I don’t know about you, but all that talk of hiking gets me hungry. Happily, just inside the resort’s four-story main building — made of adobe, clay tile, stucco and stone — sits a culinary destination that alone is well worth a trip to the Sonoran Desert. The CORE Kitchen and Wine Bar is a stunningly sleek, glass-encased marvel, ably guided by the antic spirit of Chef Joel Harrington, whose Mohawk-hairdo and punk-rock aesthetic stand in stark contrast to the refined elegance of the room.
The chef may be the walking definition of an enfant terrible, but the menu is a perfectly mannerly model of local-ingredients-first, regionally-influenced cuisine. A beyond-tender buffalo tenderloin is done with garlic fries and a celery root purÃƒÂ©e, and there’s a lovely sweet potato bisque with a hint of chipotle that is as smooth as Steve Stricker’s putting stroke. They also serve a damn fine order of fish tacos at the poolside Turquesa Latin Grill.

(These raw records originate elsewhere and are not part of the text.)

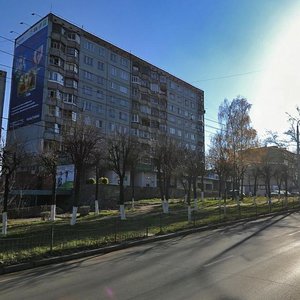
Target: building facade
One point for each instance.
(62, 72)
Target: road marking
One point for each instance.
(217, 261)
(294, 232)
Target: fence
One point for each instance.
(57, 238)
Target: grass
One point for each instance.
(32, 239)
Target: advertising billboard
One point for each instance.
(28, 77)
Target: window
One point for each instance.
(89, 46)
(70, 98)
(135, 118)
(123, 89)
(101, 65)
(87, 90)
(124, 62)
(57, 77)
(123, 116)
(112, 113)
(71, 67)
(72, 52)
(87, 105)
(124, 75)
(101, 51)
(56, 61)
(88, 75)
(98, 123)
(172, 130)
(88, 60)
(100, 94)
(113, 85)
(113, 71)
(71, 83)
(113, 57)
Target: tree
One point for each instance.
(239, 135)
(49, 161)
(165, 155)
(121, 152)
(11, 157)
(79, 141)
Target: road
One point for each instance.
(251, 260)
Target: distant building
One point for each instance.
(2, 95)
(62, 72)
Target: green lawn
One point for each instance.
(32, 238)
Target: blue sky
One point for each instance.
(225, 47)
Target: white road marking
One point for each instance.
(217, 261)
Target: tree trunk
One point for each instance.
(76, 195)
(5, 201)
(53, 200)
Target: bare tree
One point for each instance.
(165, 155)
(239, 135)
(49, 161)
(79, 141)
(11, 157)
(121, 153)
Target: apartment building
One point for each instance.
(62, 72)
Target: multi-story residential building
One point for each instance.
(62, 71)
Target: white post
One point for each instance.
(195, 204)
(53, 212)
(122, 212)
(4, 223)
(74, 214)
(189, 214)
(96, 207)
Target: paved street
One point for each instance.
(256, 260)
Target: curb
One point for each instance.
(129, 244)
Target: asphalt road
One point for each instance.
(254, 260)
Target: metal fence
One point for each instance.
(58, 238)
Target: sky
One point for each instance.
(228, 48)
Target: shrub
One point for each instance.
(91, 181)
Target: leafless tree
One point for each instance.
(79, 141)
(121, 149)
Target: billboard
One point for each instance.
(28, 77)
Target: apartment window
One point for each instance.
(70, 98)
(135, 118)
(112, 113)
(124, 62)
(89, 46)
(101, 65)
(57, 77)
(87, 106)
(98, 123)
(71, 83)
(172, 130)
(123, 116)
(113, 85)
(71, 67)
(87, 90)
(101, 51)
(56, 61)
(72, 52)
(100, 94)
(124, 75)
(88, 60)
(113, 71)
(113, 57)
(123, 89)
(88, 75)
(154, 87)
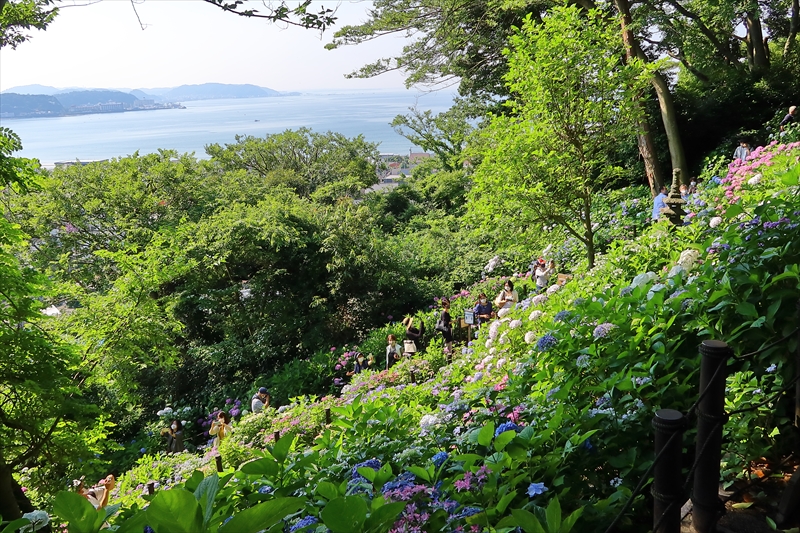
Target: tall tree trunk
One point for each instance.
(755, 42)
(644, 138)
(670, 118)
(794, 22)
(9, 508)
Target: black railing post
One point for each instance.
(706, 504)
(797, 385)
(667, 489)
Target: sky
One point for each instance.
(102, 45)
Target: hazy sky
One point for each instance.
(189, 42)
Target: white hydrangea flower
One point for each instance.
(494, 329)
(39, 519)
(688, 258)
(677, 270)
(539, 299)
(643, 279)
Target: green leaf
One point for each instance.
(281, 449)
(205, 493)
(12, 527)
(569, 522)
(262, 467)
(527, 521)
(383, 475)
(791, 177)
(553, 514)
(345, 515)
(420, 473)
(327, 490)
(262, 516)
(486, 434)
(384, 516)
(747, 309)
(502, 440)
(134, 524)
(733, 210)
(81, 516)
(505, 500)
(193, 482)
(175, 511)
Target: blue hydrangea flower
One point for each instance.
(603, 329)
(468, 511)
(506, 426)
(562, 316)
(546, 342)
(304, 524)
(439, 459)
(404, 480)
(534, 489)
(371, 463)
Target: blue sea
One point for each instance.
(103, 136)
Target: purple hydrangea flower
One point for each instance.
(603, 329)
(546, 342)
(439, 459)
(507, 426)
(304, 524)
(534, 489)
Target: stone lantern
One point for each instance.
(674, 211)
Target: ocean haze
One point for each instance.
(107, 135)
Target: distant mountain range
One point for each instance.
(43, 100)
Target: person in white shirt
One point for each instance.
(260, 400)
(543, 274)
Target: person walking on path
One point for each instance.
(221, 428)
(260, 400)
(446, 327)
(393, 351)
(790, 118)
(742, 151)
(658, 203)
(482, 310)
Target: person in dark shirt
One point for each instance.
(483, 310)
(789, 118)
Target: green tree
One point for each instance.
(314, 159)
(16, 17)
(45, 425)
(445, 134)
(545, 162)
(454, 41)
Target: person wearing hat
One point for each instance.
(790, 118)
(260, 400)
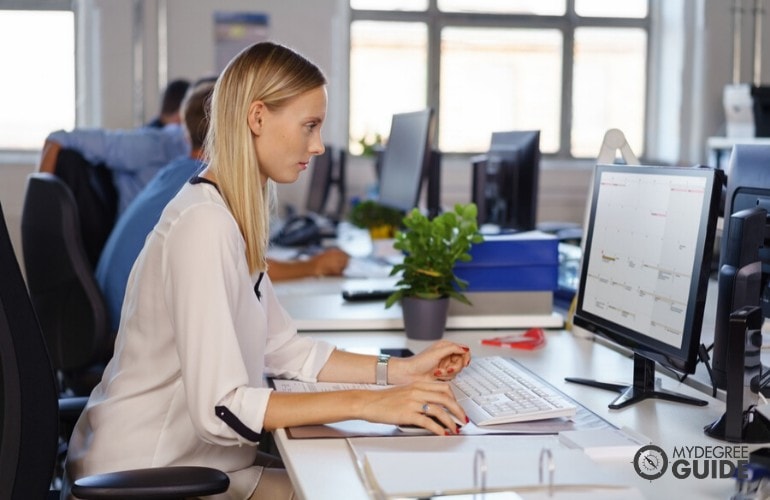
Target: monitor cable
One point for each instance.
(703, 355)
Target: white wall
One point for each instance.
(693, 39)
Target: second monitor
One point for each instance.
(406, 160)
(505, 180)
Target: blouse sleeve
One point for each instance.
(289, 355)
(208, 291)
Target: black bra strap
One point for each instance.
(256, 287)
(197, 179)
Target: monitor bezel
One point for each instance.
(412, 186)
(516, 156)
(683, 358)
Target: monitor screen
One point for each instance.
(320, 182)
(647, 260)
(404, 159)
(505, 186)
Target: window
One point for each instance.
(40, 97)
(572, 70)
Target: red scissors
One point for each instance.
(531, 339)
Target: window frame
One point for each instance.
(23, 156)
(436, 20)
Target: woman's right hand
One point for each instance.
(418, 403)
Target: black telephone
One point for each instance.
(300, 230)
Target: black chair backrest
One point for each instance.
(96, 197)
(71, 308)
(28, 390)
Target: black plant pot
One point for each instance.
(424, 319)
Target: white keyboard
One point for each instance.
(495, 390)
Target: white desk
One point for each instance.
(316, 304)
(717, 146)
(323, 468)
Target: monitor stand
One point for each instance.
(643, 387)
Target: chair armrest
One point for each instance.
(152, 483)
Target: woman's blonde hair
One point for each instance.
(265, 72)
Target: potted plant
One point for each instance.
(381, 221)
(431, 249)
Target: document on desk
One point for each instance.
(583, 419)
(523, 465)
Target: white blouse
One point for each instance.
(193, 336)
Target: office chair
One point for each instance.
(69, 304)
(29, 414)
(96, 198)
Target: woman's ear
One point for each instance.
(256, 112)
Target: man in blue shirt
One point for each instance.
(137, 221)
(134, 156)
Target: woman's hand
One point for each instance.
(430, 405)
(440, 361)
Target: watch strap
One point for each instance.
(381, 370)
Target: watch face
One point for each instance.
(650, 462)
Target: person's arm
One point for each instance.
(413, 404)
(330, 262)
(421, 380)
(49, 157)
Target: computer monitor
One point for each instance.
(326, 171)
(505, 180)
(406, 159)
(645, 269)
(744, 240)
(320, 182)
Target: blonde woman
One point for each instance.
(202, 328)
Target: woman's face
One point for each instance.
(286, 139)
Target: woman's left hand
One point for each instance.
(442, 360)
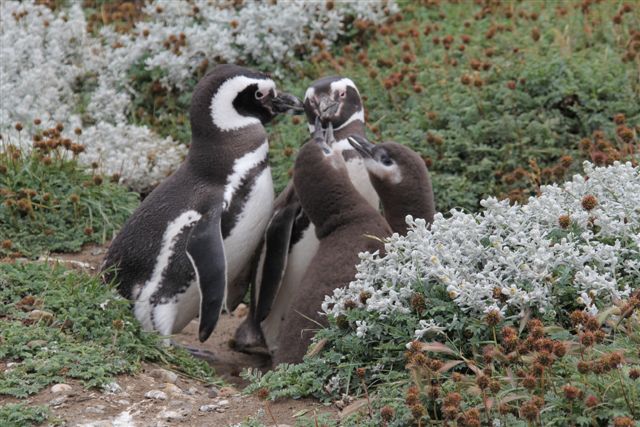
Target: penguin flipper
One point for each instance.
(206, 252)
(277, 242)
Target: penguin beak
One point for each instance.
(320, 136)
(287, 103)
(362, 145)
(326, 107)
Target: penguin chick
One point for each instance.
(290, 241)
(401, 179)
(185, 251)
(344, 222)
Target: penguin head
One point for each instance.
(231, 97)
(334, 100)
(318, 161)
(390, 164)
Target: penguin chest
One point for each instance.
(248, 209)
(358, 172)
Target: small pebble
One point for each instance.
(58, 401)
(156, 395)
(172, 388)
(98, 409)
(172, 415)
(213, 392)
(227, 391)
(61, 388)
(36, 343)
(241, 311)
(208, 408)
(164, 375)
(38, 315)
(112, 388)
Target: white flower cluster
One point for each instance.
(511, 257)
(45, 56)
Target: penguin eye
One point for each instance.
(386, 160)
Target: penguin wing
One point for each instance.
(277, 242)
(206, 252)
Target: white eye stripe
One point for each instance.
(224, 114)
(342, 85)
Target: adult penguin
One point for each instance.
(290, 240)
(185, 251)
(400, 178)
(344, 223)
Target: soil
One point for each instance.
(185, 399)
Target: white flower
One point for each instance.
(42, 66)
(513, 249)
(361, 328)
(426, 327)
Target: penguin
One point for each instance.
(344, 222)
(290, 242)
(185, 251)
(402, 181)
(400, 178)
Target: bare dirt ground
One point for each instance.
(156, 397)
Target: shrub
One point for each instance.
(504, 115)
(575, 247)
(57, 324)
(50, 202)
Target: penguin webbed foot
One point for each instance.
(249, 339)
(196, 352)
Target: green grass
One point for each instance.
(554, 75)
(20, 414)
(58, 324)
(51, 203)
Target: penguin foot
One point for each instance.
(197, 352)
(249, 339)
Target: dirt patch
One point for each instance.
(156, 397)
(185, 402)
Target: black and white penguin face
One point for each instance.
(385, 162)
(236, 98)
(334, 100)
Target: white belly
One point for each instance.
(243, 239)
(297, 264)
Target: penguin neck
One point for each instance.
(326, 193)
(398, 202)
(213, 153)
(355, 127)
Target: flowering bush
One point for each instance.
(575, 247)
(55, 70)
(49, 201)
(578, 243)
(497, 98)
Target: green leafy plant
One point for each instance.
(57, 324)
(49, 201)
(19, 414)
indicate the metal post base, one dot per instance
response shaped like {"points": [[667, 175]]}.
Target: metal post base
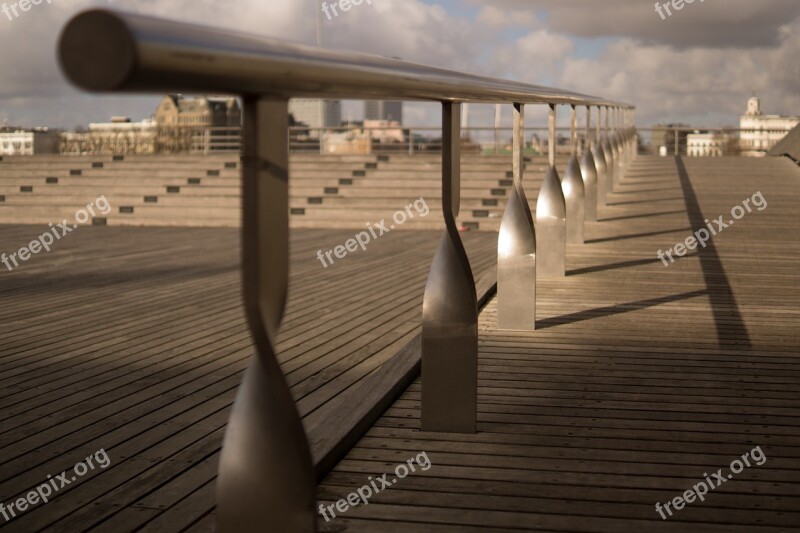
{"points": [[449, 309], [516, 266], [602, 175], [551, 227], [589, 174], [575, 198], [611, 166], [516, 247], [266, 475]]}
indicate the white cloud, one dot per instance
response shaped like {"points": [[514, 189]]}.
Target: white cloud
{"points": [[700, 65]]}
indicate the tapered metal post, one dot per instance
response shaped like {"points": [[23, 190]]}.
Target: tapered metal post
{"points": [[516, 247], [589, 171], [450, 309], [551, 216], [616, 148], [572, 185], [600, 159], [611, 161], [266, 474]]}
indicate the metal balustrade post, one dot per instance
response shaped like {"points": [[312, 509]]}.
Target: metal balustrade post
{"points": [[611, 162], [266, 474], [677, 142], [516, 246], [449, 309], [600, 159], [589, 171], [574, 192], [616, 145], [551, 215]]}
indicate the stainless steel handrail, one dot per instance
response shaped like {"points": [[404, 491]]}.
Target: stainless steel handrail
{"points": [[138, 53], [266, 475]]}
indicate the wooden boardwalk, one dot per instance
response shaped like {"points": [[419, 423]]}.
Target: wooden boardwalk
{"points": [[640, 379], [133, 340]]}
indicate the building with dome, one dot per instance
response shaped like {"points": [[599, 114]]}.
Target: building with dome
{"points": [[761, 132]]}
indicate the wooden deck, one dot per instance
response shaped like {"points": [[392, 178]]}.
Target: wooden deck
{"points": [[133, 340], [639, 379]]}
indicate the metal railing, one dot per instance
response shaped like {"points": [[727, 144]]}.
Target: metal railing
{"points": [[266, 474]]}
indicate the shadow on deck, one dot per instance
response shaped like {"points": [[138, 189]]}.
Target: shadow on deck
{"points": [[640, 380]]}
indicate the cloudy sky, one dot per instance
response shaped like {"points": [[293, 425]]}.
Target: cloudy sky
{"points": [[698, 66]]}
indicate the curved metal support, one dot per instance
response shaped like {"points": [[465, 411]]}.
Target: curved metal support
{"points": [[611, 161], [617, 149], [266, 473], [574, 193], [551, 216], [450, 309], [589, 171], [600, 160], [516, 247]]}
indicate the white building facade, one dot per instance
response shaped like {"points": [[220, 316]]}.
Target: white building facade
{"points": [[28, 142], [761, 132]]}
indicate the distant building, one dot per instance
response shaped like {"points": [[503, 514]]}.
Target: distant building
{"points": [[761, 132], [316, 114], [120, 136], [383, 110], [706, 144], [37, 141], [199, 112], [197, 124], [663, 139]]}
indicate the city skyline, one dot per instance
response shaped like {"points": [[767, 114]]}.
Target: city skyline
{"points": [[697, 66]]}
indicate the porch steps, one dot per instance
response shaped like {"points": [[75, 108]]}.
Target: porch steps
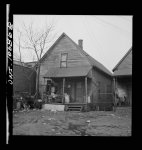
{"points": [[74, 107]]}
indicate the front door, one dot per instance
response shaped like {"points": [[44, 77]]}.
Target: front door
{"points": [[79, 92]]}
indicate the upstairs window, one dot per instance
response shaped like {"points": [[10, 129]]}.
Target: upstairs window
{"points": [[63, 63]]}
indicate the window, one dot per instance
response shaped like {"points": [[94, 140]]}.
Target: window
{"points": [[63, 62]]}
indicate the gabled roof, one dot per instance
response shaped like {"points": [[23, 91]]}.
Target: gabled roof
{"points": [[123, 72], [91, 60], [122, 59]]}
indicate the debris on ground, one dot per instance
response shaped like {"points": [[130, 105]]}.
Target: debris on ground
{"points": [[93, 123]]}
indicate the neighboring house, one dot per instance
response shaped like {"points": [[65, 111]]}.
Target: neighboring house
{"points": [[31, 64], [123, 77], [76, 73], [24, 78]]}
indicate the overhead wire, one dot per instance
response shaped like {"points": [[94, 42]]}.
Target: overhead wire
{"points": [[112, 25]]}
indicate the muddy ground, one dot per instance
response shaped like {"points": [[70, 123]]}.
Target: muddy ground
{"points": [[94, 123]]}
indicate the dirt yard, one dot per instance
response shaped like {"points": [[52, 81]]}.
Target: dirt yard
{"points": [[94, 123]]}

For dessert, I’d skip the carb-fest and make your way down to the tranquil luxury of the Ritz’s spa. While it may usually be true that a spa is a spa, the outdoor area here, where various treatments are offered under the azure canopy above, is a little slice of desert heaven. Not only that, I had a world-class deep tissue massage that straddled the line between pleasure and pain without sacrificing therapeutic benefits. Plus, the steamroom is big enough for a touch football game and emits copious clouds of healing vapors. Ahhhhhhhhhhh …
You may want to venture some 20 miles to downtown Tucson for a funky enchilada dinner and some rock and roll. Me, I was happy on Dove Mountain with the flagsticks and the saguaros and the multi-hued sunrises and sunsets. P.S., there’s only 350 days of sunshine in this valley, so pick your vacation date carefully if you like rain.